Yanukovych’s office said he and Medvedev agreed to hold a meeting of a bilateral inter-government commission in Ukraine in October. It provided no other details.

Citing Ukraine’s energy and coal ministry, Interfax news agency reported on Sept. 25 that Ukraine’s Energy Minister Yuri Boyko and Alexei Miller, the head of Russian gas giant Gazprom had separate talks on Sept. 25.

The two discussed ways of implementing agreements reached by Medvedev and Yanukovych, it said.

Ukraine’s economy relies heavily on energy produced from natural gas.

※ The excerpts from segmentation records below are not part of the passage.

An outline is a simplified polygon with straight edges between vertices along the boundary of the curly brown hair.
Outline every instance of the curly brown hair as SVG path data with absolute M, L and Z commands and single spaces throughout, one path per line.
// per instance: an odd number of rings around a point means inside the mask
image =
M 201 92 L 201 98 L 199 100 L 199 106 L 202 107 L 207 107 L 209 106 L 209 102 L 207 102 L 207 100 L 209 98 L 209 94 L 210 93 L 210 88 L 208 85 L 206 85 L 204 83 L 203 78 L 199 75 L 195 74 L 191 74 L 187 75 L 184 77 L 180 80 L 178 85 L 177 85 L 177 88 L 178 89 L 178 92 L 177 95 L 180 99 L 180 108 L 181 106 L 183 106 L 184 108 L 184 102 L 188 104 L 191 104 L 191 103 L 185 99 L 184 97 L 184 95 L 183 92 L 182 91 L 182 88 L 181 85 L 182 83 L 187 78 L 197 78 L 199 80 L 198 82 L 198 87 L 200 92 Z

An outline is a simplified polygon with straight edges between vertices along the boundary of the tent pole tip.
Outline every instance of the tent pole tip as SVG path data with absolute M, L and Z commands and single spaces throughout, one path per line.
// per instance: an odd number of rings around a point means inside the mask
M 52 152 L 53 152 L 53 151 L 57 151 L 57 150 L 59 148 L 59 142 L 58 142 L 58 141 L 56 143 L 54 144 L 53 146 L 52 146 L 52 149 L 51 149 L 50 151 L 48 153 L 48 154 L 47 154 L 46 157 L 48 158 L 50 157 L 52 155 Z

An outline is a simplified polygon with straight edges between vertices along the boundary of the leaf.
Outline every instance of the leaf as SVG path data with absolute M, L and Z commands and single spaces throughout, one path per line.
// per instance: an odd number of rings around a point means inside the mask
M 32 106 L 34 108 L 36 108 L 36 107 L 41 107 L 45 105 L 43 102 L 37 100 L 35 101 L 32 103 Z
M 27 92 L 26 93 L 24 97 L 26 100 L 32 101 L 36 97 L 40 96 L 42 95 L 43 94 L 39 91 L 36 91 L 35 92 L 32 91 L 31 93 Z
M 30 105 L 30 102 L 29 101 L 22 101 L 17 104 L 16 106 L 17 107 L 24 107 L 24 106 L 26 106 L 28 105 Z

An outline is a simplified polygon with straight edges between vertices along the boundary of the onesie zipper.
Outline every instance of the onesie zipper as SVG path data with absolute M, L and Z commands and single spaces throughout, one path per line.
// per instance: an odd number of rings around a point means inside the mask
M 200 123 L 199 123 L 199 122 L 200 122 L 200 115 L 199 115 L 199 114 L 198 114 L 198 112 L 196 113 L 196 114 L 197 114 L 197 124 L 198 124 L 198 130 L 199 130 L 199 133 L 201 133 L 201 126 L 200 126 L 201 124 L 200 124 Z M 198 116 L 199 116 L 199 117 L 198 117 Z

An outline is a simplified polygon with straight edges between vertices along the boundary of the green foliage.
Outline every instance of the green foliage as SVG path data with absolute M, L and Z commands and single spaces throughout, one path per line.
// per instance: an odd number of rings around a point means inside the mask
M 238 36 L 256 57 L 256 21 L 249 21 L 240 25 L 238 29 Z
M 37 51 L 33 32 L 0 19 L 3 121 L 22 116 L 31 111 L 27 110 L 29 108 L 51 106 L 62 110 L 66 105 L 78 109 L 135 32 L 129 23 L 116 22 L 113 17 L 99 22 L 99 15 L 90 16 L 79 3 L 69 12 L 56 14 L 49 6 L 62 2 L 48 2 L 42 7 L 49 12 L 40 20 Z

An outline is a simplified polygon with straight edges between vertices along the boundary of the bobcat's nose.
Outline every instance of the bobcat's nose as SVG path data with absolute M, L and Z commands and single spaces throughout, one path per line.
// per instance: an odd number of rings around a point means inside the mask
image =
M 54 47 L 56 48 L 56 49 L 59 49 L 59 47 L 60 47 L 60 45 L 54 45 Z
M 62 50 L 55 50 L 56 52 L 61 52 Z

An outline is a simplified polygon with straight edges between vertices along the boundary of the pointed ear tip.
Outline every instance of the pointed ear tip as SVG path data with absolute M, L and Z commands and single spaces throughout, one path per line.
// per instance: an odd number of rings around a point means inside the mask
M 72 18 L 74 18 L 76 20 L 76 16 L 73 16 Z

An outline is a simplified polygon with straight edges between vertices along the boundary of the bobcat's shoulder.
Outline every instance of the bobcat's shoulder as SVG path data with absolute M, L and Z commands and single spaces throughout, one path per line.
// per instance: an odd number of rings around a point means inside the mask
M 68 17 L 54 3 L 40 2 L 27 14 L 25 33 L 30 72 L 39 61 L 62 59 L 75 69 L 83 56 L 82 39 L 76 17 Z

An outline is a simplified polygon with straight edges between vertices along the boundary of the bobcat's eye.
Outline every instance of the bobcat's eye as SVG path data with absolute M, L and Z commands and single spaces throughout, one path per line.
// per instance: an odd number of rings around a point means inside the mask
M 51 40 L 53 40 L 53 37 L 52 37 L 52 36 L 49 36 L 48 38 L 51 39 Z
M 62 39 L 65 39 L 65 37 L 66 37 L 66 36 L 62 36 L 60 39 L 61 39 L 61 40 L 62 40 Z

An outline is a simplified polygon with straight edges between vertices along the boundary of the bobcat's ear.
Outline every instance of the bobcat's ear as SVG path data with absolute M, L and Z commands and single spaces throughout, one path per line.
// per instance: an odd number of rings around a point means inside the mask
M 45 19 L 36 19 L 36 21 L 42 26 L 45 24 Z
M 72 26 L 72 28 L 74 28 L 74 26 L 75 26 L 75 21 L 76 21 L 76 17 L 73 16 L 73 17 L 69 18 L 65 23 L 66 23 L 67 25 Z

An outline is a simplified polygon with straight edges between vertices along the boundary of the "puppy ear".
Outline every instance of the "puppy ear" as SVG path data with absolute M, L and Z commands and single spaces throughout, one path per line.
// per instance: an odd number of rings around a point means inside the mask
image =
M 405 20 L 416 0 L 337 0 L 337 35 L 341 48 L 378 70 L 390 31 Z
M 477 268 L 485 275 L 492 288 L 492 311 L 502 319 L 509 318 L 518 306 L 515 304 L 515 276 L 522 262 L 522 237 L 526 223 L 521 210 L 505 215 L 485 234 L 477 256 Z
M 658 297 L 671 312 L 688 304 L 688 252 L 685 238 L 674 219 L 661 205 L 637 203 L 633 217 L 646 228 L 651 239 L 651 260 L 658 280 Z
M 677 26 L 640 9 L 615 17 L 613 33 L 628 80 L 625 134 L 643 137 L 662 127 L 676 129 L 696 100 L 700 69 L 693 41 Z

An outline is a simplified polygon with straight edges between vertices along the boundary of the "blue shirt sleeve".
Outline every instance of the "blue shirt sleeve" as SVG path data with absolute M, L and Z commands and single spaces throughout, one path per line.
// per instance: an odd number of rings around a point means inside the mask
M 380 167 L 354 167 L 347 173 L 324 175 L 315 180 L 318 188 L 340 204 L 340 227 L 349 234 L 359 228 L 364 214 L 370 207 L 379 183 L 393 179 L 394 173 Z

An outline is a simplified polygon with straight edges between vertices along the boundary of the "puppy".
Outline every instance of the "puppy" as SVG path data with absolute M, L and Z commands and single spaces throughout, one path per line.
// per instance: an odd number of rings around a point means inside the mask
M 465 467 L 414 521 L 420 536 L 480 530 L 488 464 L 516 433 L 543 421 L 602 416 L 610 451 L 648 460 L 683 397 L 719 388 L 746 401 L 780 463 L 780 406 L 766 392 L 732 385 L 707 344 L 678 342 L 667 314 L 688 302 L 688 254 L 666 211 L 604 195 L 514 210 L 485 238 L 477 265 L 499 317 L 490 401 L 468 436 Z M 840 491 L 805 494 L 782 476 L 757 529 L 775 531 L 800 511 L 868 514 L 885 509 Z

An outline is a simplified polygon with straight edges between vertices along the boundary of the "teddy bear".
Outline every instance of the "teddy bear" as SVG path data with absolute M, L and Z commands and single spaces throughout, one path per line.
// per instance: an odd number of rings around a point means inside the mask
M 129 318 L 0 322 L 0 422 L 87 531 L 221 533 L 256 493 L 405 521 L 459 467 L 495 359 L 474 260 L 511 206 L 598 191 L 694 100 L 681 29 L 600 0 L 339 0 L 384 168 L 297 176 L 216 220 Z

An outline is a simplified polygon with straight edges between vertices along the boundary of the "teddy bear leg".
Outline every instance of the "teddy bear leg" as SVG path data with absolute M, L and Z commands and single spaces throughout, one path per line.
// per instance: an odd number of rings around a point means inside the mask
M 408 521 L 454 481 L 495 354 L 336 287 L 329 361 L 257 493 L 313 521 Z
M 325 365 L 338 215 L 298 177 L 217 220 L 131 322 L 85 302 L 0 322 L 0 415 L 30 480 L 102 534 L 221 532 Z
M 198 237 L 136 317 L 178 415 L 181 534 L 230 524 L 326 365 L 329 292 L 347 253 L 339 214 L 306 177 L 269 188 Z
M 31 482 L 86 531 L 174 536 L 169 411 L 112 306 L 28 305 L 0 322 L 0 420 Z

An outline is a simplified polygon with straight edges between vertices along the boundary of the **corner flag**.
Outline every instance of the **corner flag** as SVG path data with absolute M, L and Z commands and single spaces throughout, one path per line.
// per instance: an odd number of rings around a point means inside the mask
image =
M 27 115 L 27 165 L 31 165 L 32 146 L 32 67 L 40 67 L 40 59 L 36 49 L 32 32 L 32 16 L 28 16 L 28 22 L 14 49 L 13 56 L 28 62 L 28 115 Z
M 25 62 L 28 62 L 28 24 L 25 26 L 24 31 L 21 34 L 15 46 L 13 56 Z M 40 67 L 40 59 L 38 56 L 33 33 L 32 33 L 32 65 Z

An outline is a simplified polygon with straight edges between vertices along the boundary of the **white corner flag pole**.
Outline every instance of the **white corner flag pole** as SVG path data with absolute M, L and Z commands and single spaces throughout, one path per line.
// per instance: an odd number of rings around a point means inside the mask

In 2009, Kyiv agreed to import no less than 33 billion cubic metres of gas per year from Russia at a price linked to world oil and oil product prices.

In the fourth quarter of this year, the bill is expected to approach $400 per thousand cubic metres, a level Kyiv says is unreasonably high.

Ukraine cannot save by importing less gas either, since the contract has a "take-or-pay" provision, obliging it to stick to the agreed volume of imports.

Its main leverage comes from the fact that Ukraine is also the main transit route for Europe-bound Russian gas, although Russia is trying to diversify exports and has launched the new Nord Stream pipeline bypassing Ukraine.

The current deal was agreed in early 2009, after a bitter price row which halted Gazprom’s European supplies for weeks.